This outcome likely brings us gridlock after January 3, but with a potentially active lame duck session of Congress in November and December. Some of the agenda items on tap would be an increase in defense spending, the extension of expiring tax credits from President Trump's tax reform, the possibility of a slim child tax credit, and a significant change in retirement savings (i.e., increasing the required minimum distribution, maybe expanding of 401ks and IRAs). Finally, it's likely that as an amendment to the National Defense Authorization Act, you'd see 1) Outbound investment restrictions placed on US companies, specifically around critical technologies; and 2) Companies that want to put supply chains in China would be subject to national security review.
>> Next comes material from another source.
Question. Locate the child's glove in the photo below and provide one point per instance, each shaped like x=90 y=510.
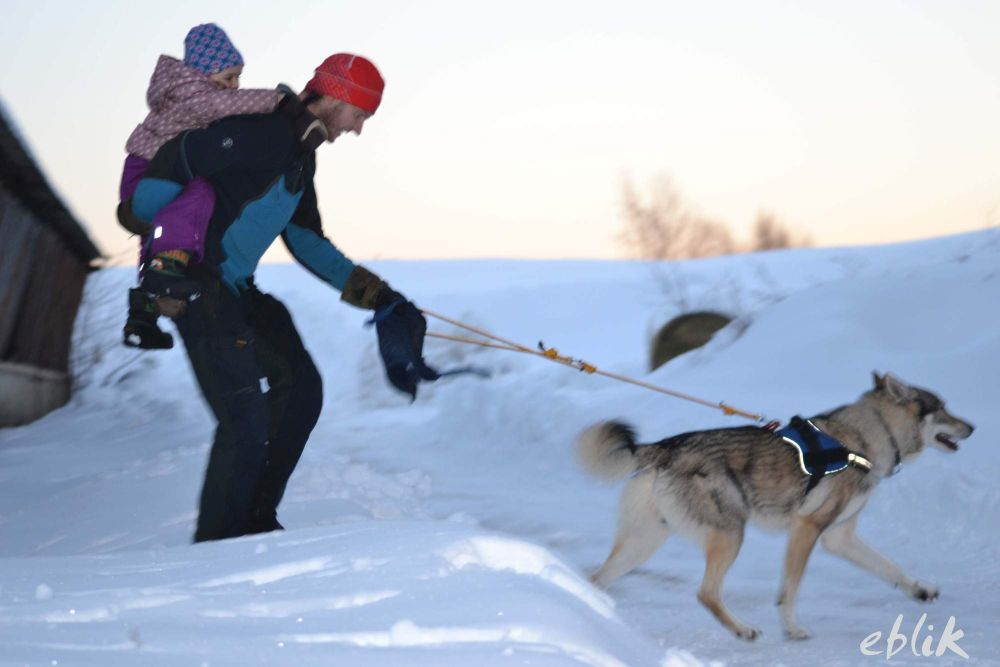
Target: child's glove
x=164 y=281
- Republican House, Republican Senate.
We’d still expect some of the above provisions to pass in the lame duck session, but Republicans would have more leverage in this scenario. Republicans would likely use must-pass legislation (e.g., the budget) to get items in play like increasing energy infrastructure spending, expanding border security at the southern border, and increasing the defense budget. We would anticipate some level of compromise between the two parties on those fronts. The bigger issue is that the debt ceiling will have to be raised at some point in 2023. The more Republican seats gained in the midterm election, the more power they’ll have to rein in government spending in 2023 as the national debt continues to increase and interest costs begin to rise.
What are some of the big themes that you are watching outside of the midterms?
Regardless of the elections, we believe that our three frameworks for policy analysis – fiscal, monetary, and geopolitical – have all been upended. Obviously, the fiscal framework has been upset by the rising rate environment; as the interest cost on debt continues to rise, it will limit any future fiscal policy (both in terms of tax cuts and spending increases). In monetary policy, this is the first time in 40 years that the Federal Reserve has to actually get inflation out of the system rather than just prevent it. They must remain vigilant.
And finally, geopolitical. For the first time since the Berlin Wall came down, the US is looking at a more multipolar world. The threat of China and Russia together challenging the Western order has raised geopolitical risks, and US government policy is beginning to change as a result. We're starting to pay the semiconductor manufacturers to come back to the US, to do national security reviews on outbound investment, and more recently, to limit computer chip equipment makers from being able to do business in China. This is going to lead to a more bifurcated world. And with governments increasingly forcing companies and investors to choose sides, it feels very similar to the pre-Berlin Wall era in the 1980s. As a result, we anticipate these policy choices will lead to slightly higher inflation, slightly higher interest rates, and lower price-to-earnings ratios on stocks moving forward. This trajectory has been accelerating over the past two presidential administrations, and, therefore, we find it unlikely that a future president (regardless of party) will reverse it.